Gustavo Arellano's grounbreaking column Ask a Mexican is saying adiós. Sniff. Sniff. If you've been unaware about what its column's been all about for the last four years, you can always catch up at the OC Weekly's archive--the Orange County alternative newspaper where the Mexican's column was born--or click here to buy the first compilation of columns published in the form of a book (a second installment is planned for release in September).
Aiming to explain and translate the vast complexities of la mexicanidad that we Mexican immigrants have brought over the fence to mainstream America, Arellano has grown, in my humble opinion, into some sort of Carlos Monsiváis for the 21st. century when it comes to analyzing mexicanos. The great thing about Ask a Mexican is (was) that it talks about Mexicans in such a broader and intelligent sense that Arellano has managed to find so many common gestures that both Mexican immigrants and US born Mexican Americans share--not an easy intellectual task, by the way. And not just that. He has also found that nacos y fresas are, in many ways, hermanitos.
Needless to say, his satirical language has proved extremely controversial reaching a point where it's hard to tell whether he agrees with Lou Dobbs' gospel or not--unless you're a Mexican. There you really get the point and can't help but praise his intuitiveness and clever ability to understand and decode an idiosyncrasy that's still a work in progress.
Anyway, es una pena que se acabe su columna, but I will try to do whatever I can to interview Arellano and offer you, dear Mexicanos y Mexicanas, an exclusive talk with him.
In the meantime, I leave you with his palabras de despedida. If you want to read his last Special Last Column Edition in full, píquenle aquí.

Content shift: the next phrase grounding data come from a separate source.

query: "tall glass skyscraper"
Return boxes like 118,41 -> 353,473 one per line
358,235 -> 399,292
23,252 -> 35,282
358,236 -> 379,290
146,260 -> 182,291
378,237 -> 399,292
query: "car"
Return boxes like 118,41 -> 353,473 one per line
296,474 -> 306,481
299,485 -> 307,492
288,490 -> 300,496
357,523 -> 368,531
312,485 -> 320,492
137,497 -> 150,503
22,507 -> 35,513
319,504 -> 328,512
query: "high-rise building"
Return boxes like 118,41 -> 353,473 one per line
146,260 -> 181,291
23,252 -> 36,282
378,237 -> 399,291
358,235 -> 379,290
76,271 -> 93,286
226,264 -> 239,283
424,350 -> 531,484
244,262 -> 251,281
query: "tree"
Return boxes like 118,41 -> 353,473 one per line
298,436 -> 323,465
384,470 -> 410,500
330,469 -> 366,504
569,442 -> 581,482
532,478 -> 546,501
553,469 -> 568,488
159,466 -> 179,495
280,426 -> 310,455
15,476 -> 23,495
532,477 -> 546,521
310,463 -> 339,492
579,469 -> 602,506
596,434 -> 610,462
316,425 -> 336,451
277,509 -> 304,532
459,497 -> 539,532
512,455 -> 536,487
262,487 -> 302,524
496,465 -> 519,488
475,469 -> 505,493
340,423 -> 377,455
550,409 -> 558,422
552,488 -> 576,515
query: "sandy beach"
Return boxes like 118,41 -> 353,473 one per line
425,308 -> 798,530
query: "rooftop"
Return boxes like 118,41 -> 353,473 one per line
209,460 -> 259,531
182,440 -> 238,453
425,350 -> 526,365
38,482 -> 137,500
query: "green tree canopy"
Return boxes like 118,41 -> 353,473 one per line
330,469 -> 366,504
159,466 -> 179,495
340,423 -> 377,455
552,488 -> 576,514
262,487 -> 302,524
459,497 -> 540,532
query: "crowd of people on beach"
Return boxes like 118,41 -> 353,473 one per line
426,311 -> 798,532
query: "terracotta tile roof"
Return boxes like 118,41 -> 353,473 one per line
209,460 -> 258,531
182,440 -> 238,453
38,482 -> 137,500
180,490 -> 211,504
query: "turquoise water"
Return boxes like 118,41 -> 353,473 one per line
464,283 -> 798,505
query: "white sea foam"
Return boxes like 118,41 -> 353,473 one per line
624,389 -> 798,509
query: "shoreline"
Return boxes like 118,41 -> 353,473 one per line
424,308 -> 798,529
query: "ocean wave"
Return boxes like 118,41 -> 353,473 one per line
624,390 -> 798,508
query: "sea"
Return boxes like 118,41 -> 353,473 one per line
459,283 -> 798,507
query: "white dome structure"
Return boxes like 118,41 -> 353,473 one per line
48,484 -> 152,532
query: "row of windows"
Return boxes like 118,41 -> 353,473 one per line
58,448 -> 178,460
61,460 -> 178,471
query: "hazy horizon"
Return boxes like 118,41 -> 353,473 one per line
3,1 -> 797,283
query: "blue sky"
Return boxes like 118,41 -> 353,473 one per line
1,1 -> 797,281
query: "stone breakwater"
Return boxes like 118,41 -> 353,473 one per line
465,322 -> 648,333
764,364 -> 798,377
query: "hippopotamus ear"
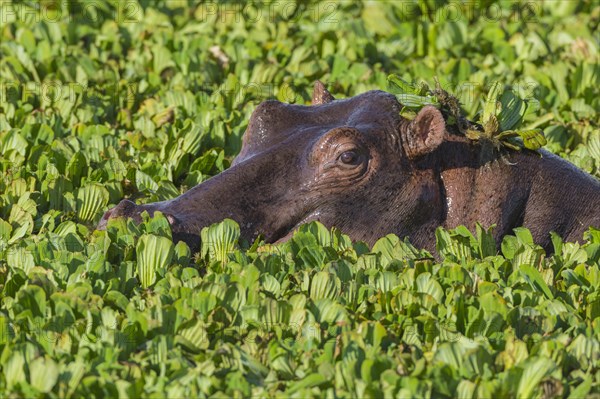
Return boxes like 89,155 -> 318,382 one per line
402,105 -> 446,159
312,81 -> 335,105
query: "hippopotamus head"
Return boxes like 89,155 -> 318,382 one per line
98,82 -> 448,249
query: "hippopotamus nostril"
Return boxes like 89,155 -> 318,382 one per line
102,207 -> 114,220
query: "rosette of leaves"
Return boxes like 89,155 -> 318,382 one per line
200,218 -> 241,264
387,75 -> 547,154
136,233 -> 175,288
387,75 -> 440,110
471,82 -> 547,152
388,75 -> 468,131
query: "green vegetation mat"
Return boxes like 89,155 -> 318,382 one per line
1,1 -> 599,397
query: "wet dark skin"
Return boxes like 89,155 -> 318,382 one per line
98,82 -> 600,254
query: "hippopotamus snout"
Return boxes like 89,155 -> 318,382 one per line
97,199 -> 143,230
98,198 -> 200,247
98,199 -> 183,229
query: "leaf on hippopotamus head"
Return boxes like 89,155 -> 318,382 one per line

"SHAMELESS SELF-PROMOTION ALERT! And with this, the Mexican formally bids adios, effective the feast day of St. Melito. It’s been a great run, cabrones, but all the hateful e-mail, the attacks by PC pendejos and the fact that few of you have bothered to submit video questions to my YouTube channel wear on a guy, you know? Besides, like Mr. Dooley, Olle I Skratthult and The Katzenjammer Kids before me, this column’s time has come: It’s no longer necessary to explain Mexicans to Americans because Mexicans are Americans. Gracias for all the fights, the propositions of sexytime explosion, and the slugged-back tequila shots after book signings, but there’s a little ranchito in Zacatecas waiting for me and a barefoot muchacha ready to cook me dinner. Vaya con Dios, America, and always remember: Order the enchilada-and-taco combo TO GO."